Dark Shadows (2012)
Dir. Tim Burton
2.5 out of 5
Dark Shadows is the eighth collaboration between Tim Burton and Johnny Depp, a partnership that endures thanks to Depp’s ability to immerse himself in Burton’s increasingly facile brand of make-believe without losing his pathos underneath all the pancake makeup and wild hairpieces. Burton’s more recent efforts have been criticized for lacking the depth of his earlier movies, but without the skill of a star like Depp (who has now starred in the director’s last four films) they’d be even harder to justify as something other than pretenses for weird, gothic dress-up. And while Dark Shadows is by no means an unwatchable film, it’s immensely telling of how the creative heat has transferred from director to star over the course of the past 20 years.
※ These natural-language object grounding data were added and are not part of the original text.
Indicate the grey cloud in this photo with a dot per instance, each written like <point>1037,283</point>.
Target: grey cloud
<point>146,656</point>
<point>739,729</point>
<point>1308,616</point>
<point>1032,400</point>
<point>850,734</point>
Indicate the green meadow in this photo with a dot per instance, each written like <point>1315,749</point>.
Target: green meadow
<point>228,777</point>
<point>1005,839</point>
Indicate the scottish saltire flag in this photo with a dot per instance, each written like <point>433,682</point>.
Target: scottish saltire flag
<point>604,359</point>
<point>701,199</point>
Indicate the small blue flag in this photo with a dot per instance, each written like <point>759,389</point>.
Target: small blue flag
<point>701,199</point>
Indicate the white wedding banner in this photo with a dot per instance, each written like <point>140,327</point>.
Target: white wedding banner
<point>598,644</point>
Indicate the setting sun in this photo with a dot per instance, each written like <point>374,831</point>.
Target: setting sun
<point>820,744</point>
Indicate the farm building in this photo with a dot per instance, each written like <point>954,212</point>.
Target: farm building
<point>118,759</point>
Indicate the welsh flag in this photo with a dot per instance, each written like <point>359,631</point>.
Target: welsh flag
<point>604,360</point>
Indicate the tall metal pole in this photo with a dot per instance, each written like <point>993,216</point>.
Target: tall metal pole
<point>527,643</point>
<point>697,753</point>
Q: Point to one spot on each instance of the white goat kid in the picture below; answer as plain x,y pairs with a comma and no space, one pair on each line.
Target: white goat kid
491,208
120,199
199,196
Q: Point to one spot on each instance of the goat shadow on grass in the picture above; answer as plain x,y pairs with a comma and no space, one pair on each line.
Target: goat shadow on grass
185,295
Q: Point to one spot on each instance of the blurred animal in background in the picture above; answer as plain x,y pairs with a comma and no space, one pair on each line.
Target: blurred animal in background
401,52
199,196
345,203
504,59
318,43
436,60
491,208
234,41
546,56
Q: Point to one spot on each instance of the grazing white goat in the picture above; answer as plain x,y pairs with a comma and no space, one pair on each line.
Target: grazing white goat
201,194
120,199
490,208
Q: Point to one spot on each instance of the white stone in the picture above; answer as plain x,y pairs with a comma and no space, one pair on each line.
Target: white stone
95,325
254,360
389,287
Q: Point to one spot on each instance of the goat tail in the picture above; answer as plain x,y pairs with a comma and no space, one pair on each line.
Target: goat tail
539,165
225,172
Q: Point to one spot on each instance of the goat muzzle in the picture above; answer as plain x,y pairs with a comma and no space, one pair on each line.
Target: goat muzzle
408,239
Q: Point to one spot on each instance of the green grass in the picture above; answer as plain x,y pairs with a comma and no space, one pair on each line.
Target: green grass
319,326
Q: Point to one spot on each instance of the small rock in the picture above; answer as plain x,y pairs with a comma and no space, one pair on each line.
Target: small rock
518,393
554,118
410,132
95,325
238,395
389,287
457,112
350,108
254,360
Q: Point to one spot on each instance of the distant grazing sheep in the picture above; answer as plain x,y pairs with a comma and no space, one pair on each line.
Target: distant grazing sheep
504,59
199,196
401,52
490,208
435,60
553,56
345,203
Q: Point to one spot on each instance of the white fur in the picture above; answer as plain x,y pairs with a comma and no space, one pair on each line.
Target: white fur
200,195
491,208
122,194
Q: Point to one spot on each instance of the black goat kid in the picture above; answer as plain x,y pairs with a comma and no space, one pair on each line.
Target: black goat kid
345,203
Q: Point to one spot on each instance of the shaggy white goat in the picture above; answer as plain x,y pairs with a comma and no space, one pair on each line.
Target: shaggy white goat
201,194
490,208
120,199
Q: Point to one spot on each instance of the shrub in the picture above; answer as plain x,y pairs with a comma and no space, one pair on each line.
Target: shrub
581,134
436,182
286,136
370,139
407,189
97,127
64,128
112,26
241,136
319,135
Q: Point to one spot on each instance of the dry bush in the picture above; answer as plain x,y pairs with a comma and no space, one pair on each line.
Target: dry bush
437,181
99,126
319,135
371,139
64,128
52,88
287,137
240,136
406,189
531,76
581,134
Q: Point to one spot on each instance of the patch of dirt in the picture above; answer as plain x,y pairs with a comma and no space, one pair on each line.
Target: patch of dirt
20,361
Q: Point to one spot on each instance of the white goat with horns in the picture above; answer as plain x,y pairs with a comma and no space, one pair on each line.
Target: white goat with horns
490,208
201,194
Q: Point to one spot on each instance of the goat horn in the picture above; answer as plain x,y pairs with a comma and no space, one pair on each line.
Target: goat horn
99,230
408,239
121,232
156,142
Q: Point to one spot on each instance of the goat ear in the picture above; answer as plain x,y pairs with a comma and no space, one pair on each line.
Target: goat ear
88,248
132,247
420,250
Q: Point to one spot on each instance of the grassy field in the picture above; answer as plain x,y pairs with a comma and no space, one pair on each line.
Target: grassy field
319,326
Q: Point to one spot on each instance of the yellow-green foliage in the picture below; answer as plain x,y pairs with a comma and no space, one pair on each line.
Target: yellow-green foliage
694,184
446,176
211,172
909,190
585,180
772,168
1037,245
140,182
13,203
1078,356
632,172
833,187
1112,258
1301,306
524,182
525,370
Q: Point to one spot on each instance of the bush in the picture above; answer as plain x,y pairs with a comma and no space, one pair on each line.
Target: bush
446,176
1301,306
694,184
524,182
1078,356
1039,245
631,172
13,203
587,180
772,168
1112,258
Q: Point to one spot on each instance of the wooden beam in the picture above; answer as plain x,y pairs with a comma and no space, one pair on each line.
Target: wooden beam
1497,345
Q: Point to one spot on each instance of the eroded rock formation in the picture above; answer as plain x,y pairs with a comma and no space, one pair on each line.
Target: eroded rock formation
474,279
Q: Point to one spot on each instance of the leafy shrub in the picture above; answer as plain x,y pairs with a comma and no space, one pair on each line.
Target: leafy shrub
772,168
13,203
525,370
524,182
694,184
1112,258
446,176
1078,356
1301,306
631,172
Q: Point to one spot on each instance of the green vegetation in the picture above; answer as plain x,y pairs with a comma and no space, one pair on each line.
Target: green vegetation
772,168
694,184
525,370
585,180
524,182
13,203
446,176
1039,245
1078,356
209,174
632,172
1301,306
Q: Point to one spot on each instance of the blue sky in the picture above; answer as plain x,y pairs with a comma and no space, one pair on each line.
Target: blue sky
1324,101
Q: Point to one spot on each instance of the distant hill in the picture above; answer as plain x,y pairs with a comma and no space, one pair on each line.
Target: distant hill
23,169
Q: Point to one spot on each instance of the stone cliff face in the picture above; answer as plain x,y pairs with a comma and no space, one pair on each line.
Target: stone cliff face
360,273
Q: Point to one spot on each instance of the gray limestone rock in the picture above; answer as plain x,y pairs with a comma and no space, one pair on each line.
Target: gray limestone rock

Based on the supernatural daytime serial of the late 1960s, the film concerns the lovesick vampire Barnabas Collins (Depp) and his attempts to resurrect his aristocratic family’s fishing business in the Maine hamlet where he first arrived as a boy in the 18th century. His task is complicated by the fact that he’s been taking a dirt nap for almost two centuries, entombed by angry villagers after he was saddled with the curse of vampirism by former lover and vengeful witch Angelique Bouchard (Eva Green). While Barnabas struggles to adapt to the late-20th century and its twin plagues of hippies and McDonald’s, Angelique has used the intervening years to build her own seafood empire that makes the barely hanging-on Collins concern feel like a fading memory.
The swinging ‘70s are a boon to Barnabas’ libido, however, and it’s here where Dark Shadows surrenders to dull melodrama despite the best efforts of its committed cast. Even after murdering his parents and his betrothed, Angelique still has her sights set on Barnabas’ heart, and their impassioned romp destroys the witch’s ultramodern boardroom in one of the movie’s giddiest sequences. But the film is unfortunately hamstrung by the chemistry-free pairing of Barnabas and Victoria Winters (Bella Heathcote), a stoic woman who’s the spitting image of his long-lost fiancé. Seth Grahame-Smith’s disjointed script also squanders the talents of Michelle Pfeiffer, Jonny Lee Miller, and Chloë Grace Moretz as the extended Collins clan, stranding them in subplots with no momentum and undermining what little development they achieve with a contrived ending full of empty twists. Credit Depp’s performance for giving Dark Shadows a friskiness that many of Burton’s recent projects have lacked, but it’s just not enough to breathe new life into the movie’s moribund soap opera shenanigans.